Ah, il Black Friday! Il giorno dell’anno in cui la gente si sveglia alle 4 del mattino non per meditare, non per fare yoga, ma per accaparrarsi un televisore a metà prezzo e, perché no, lottare corpo a corpo con il vicino di scaffale per un aspirapolvere. Ma come è nata questa tradizione che trasforma persone altrimenti civili in guerrieri da centro commerciale? Preparati, perché la storia del Black Friday è più intricata di uno scontrino a fine giornata.
Non c’entra niente il Venerdì Santo
Prima di tutto, chiariamo una cosa: il Black Friday non ha nulla di sacro. Il nome “Black” (nero) potrebbe far pensare a qualcosa di cupo o solenne, ma in realtà è nato per un motivo molto più prosaico: i commercianti. Negli anni ’60, i negozi americani iniziarono a usare l’espressione “Black Friday” per descrivere il giorno successivo al Thanksgiving, quando finalmente riuscivano a portare i conti “in nero” (cioè in attivo). Prima di allora, molti erano “in rosso” – o, detto con più poesia, sull’orlo del fallimento.
Insomma, il Black Friday è stato la cura al male dei conti aziendali, una festa commerciale travestita da tradizione, e un modo per convincere le persone che svegliarsi presto il venerdì mattina fosse una buona idea.
Ma perché “black”?
Se pensi che il nome sia nato tra sorrisi e gratitudine, ti sbagli di grosso. La prima volta che si sentì parlare di “Black Friday” fu nel 1869, quando due astuti speculatori di Wall Street, Jay Gould e James Fisk, tentarono di monopolizzare il mercato dell’oro. L’operazione andò malissimo, causando il crollo della borsa e lasciando molte persone in rovina.
Decenni dopo, negli anni ’50, il termine tornò in voga a Filadelfia, ma con un’accezione diversa. Lì, i poliziotti lo usavano per descrivere il caos totale che seguiva il Giorno del Ringraziamento: traffico impazzito, negozi affollati, e un esercito di acquirenti pronti a tutto. In altre parole, il Black Friday era una giornata infernale, e non perché c’era uno sconto del 50% sui tostapane.
L’ascesa del venerdì dello shopping
È stato solo negli anni ’80 che il Black Friday è passato da incubo logistico a evento commerciale di massa. I negozi, fiutando l’opportunità, iniziarono a promuovere sconti folli per attirare orde di clienti. Da quel momento, il Black Friday divenne sinonimo di “compra tutto quello che puoi prima che lo faccia qualcun altro”.
Con il passare del tempo, si è trasformato in un fenomeno globale. Non importa se in molti paesi il Thanksgiving non esiste: il Black Friday è arrivato ovunque, come un regalo della globalizzazione, dimostrando che l’amore per gli sconti è una lingua universale.

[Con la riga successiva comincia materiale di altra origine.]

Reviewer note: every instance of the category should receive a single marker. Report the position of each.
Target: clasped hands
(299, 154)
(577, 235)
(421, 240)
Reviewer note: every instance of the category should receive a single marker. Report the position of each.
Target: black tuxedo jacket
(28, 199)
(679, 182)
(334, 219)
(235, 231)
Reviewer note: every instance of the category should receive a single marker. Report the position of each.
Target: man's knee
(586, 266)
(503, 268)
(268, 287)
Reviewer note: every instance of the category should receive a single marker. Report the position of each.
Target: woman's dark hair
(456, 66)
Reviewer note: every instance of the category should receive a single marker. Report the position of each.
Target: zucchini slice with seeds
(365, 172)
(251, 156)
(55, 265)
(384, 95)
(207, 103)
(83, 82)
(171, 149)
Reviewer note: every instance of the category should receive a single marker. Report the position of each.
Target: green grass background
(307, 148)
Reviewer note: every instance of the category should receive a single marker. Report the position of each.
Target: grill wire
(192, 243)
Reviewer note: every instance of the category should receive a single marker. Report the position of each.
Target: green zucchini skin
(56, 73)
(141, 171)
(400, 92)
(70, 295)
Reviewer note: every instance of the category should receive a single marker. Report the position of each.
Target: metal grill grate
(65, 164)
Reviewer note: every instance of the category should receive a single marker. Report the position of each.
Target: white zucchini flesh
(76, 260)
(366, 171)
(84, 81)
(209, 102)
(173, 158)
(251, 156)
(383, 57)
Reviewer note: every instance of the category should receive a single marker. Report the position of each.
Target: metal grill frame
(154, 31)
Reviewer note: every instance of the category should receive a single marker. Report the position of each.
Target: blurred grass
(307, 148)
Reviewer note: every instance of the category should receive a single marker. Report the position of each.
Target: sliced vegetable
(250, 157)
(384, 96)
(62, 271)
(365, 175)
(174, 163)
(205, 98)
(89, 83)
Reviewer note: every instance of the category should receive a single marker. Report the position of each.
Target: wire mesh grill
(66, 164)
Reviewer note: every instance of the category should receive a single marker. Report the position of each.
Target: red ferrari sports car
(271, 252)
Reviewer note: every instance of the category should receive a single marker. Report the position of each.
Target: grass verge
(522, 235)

La battaglia per lo sconto perfetto
Dai centri commerciali presi d’assalto alle scene epiche di gente che si accapiglia per l’ultimo televisore da 60 pollici, il Black Friday è diventato sinonimo di caos. Negli Stati Uniti, è famoso per le code infinite e le storie di “battaglie” tra acquirenti. Altrove, è una giornata di shopping online (grazie Amazon!) in cui si può combattere comodamente dal divano.
E non dimentichiamo il “Blue Monday” che segue: quel giorno in cui controlli il saldo del conto e ti accorgi che il 70% di sconto sul robot da cucina non era poi così conveniente.
Cyber Monday e Black Week: quando un giorno non basta
Ovviamente, un solo venerdì non era sufficiente per placare la sete di sconti. Così è nato il Cyber Monday, il lunedì dedicato agli sconti online, per chi preferisce cliccare invece di spingere. E ora c’è persino la Black Week, perché, diciamolo, sette giorni di shopping compulsivo sono sempre meglio di uno solo.
Black Friday: amore e odio
C’è chi lo ama, chi lo odia e chi lo vede come un rito di passaggio verso il Natale. Ma una cosa è certa: il Black Friday è l’ennesima prova che l’essere umano farà di tutto per un affare, anche sfidare il traffico, il freddo e le proprie finanze.
Quindi, la prossima volta che ti svegli alle 5 del mattino per fare la fila fuori dal centro commerciale, ricordati: sei parte di una lunga, gloriosa e un po’ folle tradizione.